After second Save Our Seas bill signed into law, Alaska Sen. Sullivan looks to a third version

  • Author: Aubrey Wieber
  • Updated: December 22, 2020
  • Published December 21, 2020

Debris litters the shore on Montague Island, Alaska. (Alaska Department of Environmental Conservation via AP/File)

President Donald Trump has signed the second iteration of an ocean cleanup bill sponsored by Alaska Republican Sen. Dan Sullivan and Democratic Sens. Sheldon Whitehouse of Rhode Island and Bob Menendez of New Jersey.

“I think Save Our Seas 2.0 is a big deal,” Sullivan said in an interview Friday, calling it “the most comprehensive ocean cleanup legislation ever to pass the Congress.”

While the first Save Our Seas bill focused on cleaning up debris onshore, the second version goes further, Sullivan said.

“We moved way beyond the cleanup aspects,” Sullivan said.

One part is focused on trying to prevent American plastics from ending up in the ocean.

“That’s important, but I would say it’s not the critical one,” Sullivan said. “Although we’re not perfect, the vast majority of the waste and plastics that pollutes Alaska, that pollutes America, that pollutes the oceans of the world, come from Asia and Africa.”

Because of that issue, the bill focuses heavily on foreign relations, Sullivan said.

The final focus is on building up a public/private partnership for cleanup, as well as incentivizing efforts by creating a competition for innovations that reduce plastics in the ocean.

Sullivan said he believes the solution to this problem really lies in the private sector.

An example, Sullivan said, is a fully biodegradable plastic.

“That, to me, could really ultimately solve it,” he said.

The bill has wide-ranging support.
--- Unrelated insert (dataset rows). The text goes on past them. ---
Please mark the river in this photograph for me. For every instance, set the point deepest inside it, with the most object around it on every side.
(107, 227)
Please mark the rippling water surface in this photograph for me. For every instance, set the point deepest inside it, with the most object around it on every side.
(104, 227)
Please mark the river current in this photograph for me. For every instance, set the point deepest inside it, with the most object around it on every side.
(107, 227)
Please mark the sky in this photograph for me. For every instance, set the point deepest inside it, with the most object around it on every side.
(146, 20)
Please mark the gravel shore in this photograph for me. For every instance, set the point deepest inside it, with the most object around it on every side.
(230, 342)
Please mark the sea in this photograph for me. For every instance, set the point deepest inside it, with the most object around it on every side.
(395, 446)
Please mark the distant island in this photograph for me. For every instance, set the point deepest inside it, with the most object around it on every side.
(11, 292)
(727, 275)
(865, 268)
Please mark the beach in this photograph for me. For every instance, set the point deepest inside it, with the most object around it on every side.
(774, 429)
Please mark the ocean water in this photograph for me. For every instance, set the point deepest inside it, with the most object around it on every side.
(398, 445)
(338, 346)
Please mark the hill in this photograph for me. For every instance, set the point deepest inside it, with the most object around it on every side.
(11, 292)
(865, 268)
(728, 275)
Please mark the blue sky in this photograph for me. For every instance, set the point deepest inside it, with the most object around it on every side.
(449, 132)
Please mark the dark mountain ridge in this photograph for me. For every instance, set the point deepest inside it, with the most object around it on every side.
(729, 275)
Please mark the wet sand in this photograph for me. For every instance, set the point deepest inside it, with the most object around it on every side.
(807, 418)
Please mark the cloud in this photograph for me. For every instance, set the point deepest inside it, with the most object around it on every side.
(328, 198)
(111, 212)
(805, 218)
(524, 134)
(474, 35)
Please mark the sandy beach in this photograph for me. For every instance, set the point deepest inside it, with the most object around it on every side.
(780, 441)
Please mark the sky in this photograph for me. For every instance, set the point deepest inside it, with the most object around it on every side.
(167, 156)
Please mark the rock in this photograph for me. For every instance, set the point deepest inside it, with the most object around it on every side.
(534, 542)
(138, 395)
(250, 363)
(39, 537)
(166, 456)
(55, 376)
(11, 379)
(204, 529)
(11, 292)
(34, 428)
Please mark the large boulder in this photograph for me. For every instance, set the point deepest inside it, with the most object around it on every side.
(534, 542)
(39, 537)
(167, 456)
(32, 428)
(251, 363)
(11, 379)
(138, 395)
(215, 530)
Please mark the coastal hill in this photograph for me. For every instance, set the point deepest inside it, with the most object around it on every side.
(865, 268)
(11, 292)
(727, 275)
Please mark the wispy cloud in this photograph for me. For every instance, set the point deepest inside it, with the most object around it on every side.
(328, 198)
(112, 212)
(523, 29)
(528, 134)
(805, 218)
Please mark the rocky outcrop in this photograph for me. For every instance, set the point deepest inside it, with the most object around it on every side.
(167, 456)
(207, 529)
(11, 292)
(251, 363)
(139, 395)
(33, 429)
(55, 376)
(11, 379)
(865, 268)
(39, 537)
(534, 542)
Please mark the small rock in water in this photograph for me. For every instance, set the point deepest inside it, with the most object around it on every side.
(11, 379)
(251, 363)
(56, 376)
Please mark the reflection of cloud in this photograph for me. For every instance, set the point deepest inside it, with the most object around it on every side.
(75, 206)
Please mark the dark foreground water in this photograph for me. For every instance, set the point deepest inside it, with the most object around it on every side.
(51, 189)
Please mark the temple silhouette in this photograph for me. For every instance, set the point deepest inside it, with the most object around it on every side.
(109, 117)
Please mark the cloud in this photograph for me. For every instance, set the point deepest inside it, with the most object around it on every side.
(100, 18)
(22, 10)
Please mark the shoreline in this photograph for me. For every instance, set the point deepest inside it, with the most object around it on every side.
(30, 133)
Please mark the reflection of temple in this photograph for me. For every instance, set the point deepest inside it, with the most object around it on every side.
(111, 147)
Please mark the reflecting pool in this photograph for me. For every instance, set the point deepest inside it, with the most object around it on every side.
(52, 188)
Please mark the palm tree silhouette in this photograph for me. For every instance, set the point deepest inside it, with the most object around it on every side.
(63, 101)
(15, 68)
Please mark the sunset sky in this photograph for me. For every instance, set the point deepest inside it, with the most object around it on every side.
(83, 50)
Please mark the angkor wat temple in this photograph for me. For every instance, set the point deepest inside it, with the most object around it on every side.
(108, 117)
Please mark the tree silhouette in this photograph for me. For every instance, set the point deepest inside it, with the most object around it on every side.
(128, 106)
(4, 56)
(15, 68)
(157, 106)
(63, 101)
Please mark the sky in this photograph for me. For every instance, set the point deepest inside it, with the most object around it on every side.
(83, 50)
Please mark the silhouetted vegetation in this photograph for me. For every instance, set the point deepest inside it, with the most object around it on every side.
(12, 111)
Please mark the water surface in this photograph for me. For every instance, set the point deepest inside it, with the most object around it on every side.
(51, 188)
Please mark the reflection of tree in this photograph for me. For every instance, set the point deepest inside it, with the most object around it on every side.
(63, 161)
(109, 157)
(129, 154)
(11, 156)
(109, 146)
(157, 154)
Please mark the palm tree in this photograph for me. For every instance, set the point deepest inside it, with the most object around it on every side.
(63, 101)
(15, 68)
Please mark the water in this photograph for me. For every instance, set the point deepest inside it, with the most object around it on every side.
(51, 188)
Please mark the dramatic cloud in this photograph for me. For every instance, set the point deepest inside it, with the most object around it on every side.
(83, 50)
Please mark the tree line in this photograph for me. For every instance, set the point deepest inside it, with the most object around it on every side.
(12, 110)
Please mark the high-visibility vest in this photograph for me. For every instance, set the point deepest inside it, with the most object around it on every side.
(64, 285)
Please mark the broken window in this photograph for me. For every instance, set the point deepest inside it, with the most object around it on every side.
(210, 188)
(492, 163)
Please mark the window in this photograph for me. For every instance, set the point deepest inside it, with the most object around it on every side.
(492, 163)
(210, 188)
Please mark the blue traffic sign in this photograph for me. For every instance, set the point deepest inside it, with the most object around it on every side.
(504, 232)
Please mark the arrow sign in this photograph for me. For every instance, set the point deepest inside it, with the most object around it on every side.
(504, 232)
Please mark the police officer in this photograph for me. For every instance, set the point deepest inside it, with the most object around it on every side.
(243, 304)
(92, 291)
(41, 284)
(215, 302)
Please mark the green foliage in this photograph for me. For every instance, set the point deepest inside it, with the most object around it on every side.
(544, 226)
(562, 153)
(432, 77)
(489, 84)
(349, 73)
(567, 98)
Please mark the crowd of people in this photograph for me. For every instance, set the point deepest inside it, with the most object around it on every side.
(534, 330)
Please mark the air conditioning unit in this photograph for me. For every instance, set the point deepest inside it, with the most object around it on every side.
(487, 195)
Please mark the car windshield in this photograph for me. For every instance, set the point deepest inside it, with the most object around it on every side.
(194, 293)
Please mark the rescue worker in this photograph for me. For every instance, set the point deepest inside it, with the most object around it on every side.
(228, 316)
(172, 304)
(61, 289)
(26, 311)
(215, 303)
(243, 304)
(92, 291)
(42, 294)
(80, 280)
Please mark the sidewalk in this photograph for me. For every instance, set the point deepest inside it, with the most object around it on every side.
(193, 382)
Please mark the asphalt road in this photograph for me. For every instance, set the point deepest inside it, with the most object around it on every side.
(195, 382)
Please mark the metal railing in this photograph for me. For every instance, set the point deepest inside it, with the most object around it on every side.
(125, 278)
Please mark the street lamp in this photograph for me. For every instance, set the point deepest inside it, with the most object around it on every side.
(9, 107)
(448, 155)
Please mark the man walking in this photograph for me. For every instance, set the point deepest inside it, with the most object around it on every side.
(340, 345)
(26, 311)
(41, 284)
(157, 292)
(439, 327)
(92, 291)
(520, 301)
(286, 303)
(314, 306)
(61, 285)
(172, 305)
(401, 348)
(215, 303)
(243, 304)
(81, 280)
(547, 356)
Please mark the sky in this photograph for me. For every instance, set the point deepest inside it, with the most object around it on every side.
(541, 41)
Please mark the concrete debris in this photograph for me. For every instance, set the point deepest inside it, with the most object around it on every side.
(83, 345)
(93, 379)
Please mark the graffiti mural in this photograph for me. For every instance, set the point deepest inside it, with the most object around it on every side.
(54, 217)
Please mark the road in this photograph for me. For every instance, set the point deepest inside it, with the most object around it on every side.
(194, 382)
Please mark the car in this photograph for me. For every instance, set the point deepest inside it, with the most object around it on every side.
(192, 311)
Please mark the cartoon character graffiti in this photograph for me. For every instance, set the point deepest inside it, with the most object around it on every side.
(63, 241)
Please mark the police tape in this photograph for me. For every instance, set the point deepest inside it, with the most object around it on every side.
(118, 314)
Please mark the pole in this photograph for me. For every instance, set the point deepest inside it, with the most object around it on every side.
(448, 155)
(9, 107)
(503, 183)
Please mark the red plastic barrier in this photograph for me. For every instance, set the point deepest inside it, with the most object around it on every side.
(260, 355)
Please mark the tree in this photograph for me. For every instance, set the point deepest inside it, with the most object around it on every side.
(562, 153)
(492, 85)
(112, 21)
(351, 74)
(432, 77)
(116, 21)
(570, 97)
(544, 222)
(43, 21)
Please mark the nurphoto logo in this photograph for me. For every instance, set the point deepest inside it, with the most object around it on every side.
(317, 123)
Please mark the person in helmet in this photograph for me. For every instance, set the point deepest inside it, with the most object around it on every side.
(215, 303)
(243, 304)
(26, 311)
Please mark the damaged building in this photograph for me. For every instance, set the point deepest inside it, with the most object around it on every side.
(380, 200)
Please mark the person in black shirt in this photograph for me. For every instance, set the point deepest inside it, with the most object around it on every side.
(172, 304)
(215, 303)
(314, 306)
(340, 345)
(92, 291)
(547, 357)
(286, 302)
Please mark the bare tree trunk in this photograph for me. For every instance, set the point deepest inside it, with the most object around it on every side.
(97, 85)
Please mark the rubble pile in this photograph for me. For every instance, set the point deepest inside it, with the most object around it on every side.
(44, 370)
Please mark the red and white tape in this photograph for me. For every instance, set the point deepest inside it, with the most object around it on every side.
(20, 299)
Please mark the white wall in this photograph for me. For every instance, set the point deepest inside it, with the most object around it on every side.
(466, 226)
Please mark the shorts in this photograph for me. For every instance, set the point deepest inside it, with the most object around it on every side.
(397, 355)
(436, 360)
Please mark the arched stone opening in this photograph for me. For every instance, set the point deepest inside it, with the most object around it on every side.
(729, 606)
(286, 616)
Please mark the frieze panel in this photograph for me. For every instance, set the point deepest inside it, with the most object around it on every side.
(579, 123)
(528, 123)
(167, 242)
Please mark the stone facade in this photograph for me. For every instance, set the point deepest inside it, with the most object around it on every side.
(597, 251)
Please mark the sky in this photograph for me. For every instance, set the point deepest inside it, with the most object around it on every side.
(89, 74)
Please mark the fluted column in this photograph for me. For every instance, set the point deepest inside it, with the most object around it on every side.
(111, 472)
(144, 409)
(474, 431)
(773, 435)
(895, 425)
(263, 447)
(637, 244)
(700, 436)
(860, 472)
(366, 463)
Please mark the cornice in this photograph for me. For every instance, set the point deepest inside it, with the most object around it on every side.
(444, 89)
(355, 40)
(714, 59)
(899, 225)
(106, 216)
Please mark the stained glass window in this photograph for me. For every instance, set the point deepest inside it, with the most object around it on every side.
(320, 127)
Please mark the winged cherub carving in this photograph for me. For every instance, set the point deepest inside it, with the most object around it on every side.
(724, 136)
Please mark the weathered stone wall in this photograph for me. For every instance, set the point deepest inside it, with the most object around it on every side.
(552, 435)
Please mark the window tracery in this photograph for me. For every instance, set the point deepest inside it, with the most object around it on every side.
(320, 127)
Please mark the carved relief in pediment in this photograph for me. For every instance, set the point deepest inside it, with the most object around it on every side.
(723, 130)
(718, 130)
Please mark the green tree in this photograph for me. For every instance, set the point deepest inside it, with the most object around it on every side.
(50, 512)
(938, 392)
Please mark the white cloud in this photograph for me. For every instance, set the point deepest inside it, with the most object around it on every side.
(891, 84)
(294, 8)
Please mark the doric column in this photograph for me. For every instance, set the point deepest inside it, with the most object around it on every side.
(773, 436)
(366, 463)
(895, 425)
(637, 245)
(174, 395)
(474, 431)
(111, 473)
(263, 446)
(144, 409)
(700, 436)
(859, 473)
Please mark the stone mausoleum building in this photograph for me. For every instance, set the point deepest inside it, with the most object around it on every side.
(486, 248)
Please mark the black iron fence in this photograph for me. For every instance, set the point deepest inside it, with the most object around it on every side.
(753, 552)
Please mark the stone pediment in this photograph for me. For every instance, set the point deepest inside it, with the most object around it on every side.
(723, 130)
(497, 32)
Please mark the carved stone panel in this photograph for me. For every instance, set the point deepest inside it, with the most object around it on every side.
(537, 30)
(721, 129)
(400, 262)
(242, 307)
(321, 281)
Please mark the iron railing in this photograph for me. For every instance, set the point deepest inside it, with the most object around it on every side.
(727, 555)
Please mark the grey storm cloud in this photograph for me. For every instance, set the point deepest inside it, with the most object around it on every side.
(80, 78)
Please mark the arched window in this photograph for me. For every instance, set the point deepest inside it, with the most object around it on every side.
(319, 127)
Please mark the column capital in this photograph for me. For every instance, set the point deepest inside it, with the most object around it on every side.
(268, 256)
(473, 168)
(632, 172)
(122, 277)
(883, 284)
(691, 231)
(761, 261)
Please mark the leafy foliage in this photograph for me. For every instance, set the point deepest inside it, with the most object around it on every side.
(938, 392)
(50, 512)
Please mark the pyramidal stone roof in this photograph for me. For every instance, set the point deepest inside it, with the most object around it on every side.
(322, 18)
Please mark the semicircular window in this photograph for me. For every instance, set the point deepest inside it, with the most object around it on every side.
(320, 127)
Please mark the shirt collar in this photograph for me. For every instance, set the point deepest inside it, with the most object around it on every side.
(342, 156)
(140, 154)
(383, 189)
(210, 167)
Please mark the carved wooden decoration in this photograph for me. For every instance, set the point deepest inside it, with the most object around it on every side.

It passed the Senate unanimously and was endorsed by environmental groups as well as the plastics industry, though some environmental organizations opposed the bill, saying it is too light-handed on industry.

Sullivan said there was a lot of compromising from the sponsors to bring the whole Senate on board.

“There was a real push at one point to try to make this all about ending the use of plastics completely,” he said. “We had groups, I think well-intentioned, who saw this as a vehicle to do that.”

Sullivan said senators from both parties thought if they went that far, they would lose the support of industry, and he said that is something that could be looked at in another bill.

Sullivan said the bill will be impactful for Alaska, but also gained passionate support from senators living in the middle of the country.

He said he’s working on a third Save Our Seas, which would focus on how China processes U.S. recyclables.